El activista y periodista independiente Luis Ángel Cuza Alfonso fue detenido de forma violenta este jueves por agentes de la Seguridad del Estado vestidos de civil, en un operativo que tuvo lugar frente a su hija menor de edad en el municipio capitalino de Playa. El arresto, denunciado por familiares y organizaciones de prensa independiente, se enmarca en una nueva ola de hostigamiento y represión desplegada por las autoridades de la isla en vísperas del primero de mayo.

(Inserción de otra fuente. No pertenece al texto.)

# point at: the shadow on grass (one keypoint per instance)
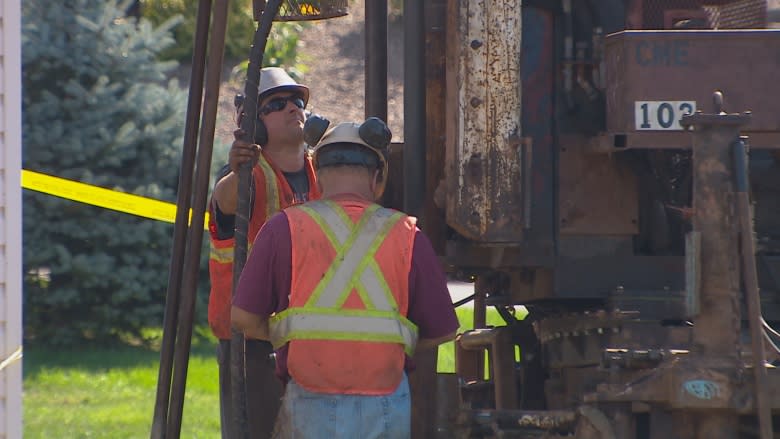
(40, 358)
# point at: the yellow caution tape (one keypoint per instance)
(101, 197)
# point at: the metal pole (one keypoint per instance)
(376, 59)
(750, 280)
(182, 219)
(195, 236)
(414, 107)
(717, 327)
(237, 346)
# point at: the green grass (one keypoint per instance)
(110, 393)
(100, 393)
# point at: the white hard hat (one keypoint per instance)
(373, 129)
(274, 79)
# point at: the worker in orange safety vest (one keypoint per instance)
(282, 176)
(346, 291)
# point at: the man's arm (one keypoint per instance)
(252, 325)
(430, 304)
(226, 189)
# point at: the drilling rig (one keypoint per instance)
(611, 166)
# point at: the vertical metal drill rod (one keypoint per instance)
(189, 149)
(195, 233)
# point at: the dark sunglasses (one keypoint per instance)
(279, 104)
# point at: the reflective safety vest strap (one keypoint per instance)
(224, 254)
(354, 265)
(344, 325)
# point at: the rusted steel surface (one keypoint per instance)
(421, 385)
(433, 218)
(616, 142)
(498, 343)
(484, 154)
(685, 66)
(717, 326)
(596, 194)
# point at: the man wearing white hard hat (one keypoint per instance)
(282, 176)
(347, 291)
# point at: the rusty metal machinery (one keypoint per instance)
(585, 174)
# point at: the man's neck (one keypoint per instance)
(288, 158)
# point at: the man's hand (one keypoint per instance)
(242, 151)
(226, 189)
(252, 325)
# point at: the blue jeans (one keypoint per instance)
(309, 415)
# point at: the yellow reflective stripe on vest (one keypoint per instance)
(353, 267)
(272, 201)
(342, 325)
(353, 257)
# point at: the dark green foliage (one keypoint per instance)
(97, 109)
(281, 49)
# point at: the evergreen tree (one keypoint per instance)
(97, 109)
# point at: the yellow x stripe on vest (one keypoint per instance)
(354, 267)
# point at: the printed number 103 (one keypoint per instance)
(661, 115)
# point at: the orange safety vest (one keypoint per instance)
(346, 323)
(272, 194)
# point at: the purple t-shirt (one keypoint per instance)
(264, 286)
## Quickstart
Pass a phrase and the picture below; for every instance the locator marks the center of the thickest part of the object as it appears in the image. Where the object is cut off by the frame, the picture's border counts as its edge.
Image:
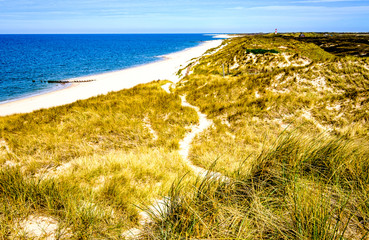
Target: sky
(182, 16)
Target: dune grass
(301, 187)
(88, 164)
(290, 131)
(299, 86)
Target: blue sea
(27, 62)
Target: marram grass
(290, 131)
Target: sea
(28, 62)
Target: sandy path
(185, 144)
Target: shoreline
(163, 69)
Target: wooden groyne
(72, 81)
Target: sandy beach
(112, 81)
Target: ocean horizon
(29, 61)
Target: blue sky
(182, 16)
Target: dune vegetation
(289, 133)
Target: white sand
(113, 81)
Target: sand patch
(40, 227)
(147, 125)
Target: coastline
(164, 69)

De acuerdo con testimonios de su exesposa, Ana Castillo, y de la activista Keilylli de La Mora Valle, el operativo se ejecutó pasadas las dos de la tarde, cuando Cuza conversaba con la niña en las inmediaciones de su vivienda, en la esquina de Novena. Un vehículo particular gris se detuvo repentinamente y varios individuos bajaron para reducir al opositor. Testigos presenciales relataron que los agentes propinaron golpes al activista, lo sujetaron por el cuello y le rompieron los espejuelos, ignorando los gritos de auxilio de su hija, quien intentó interceder sin éxito ante la fuerza policial.
El paradero de Cuza permanece desconocido hasta el momento. El activista había recuperado su libertad en enero pasado tras pasar seis meses en la prisión de Guanajay, en la provincia de Artemisa, bajo acusaciones de posesión de armas y explosivos, cargos que posteriormente fueron suspendidos mediante el pago de una multa. Su historial de confrontación con el régimen de La Habana incluye múltiples detenciones, entre ellas una condena en 2023 por \»desórdenes públicos\» tras un altercado en una fila de compra, y ocho meses de cárcel por su participación en la protesta de la calle Obispo en 2021, en apoyo al artivista Luis Manuel Otero Alcántara.
Operativo represivo en vísperas del 1 de mayo
La detención de Cuza no es un hecho aislado, sino que forma parte de una estrategia sistemática de la dictadura cubana para neutralizar cualquier manifestación de disidencia en fechas simbólicas. En las últimas semanas, organizaciones de derechos humanos han documentado un incremento en las citaciones ilegales, los arrestos arbitrarios, los confinamientos domiciliarios y los cortes selectivos de telecomunicaciones contra periodistas independientes, activistas y familiares de presos políticos. Esta maquinaria de control social busca garantizar la imagen de normalidad que el gobierno cubano proyecta en sus actos oficiales, silenciando a la fuerza el descontento social ante la profunda crisis económica y el desabastecimiento que azota al país.
El uso de la violencia estatal frente a menores de edad y en espacios públicos evidencia el nivel de impunidad con el que opera el aparato represivo en la isla. Mientras la comunidad internacional y las organizaciones defensoras de los derechos humanos continúan monitoreando la situación, el caso de Ángel Cuza reafirma la persistencia de políticas de criminalización contra la sociedad civil. La incertidumbre sobre su situación jurídica y su integridad física proyecta un panorama sombrío para el activismo en Cuba, donde la exigencia de libertades fundamentales sigue siendo respondida con cárcel y persecución.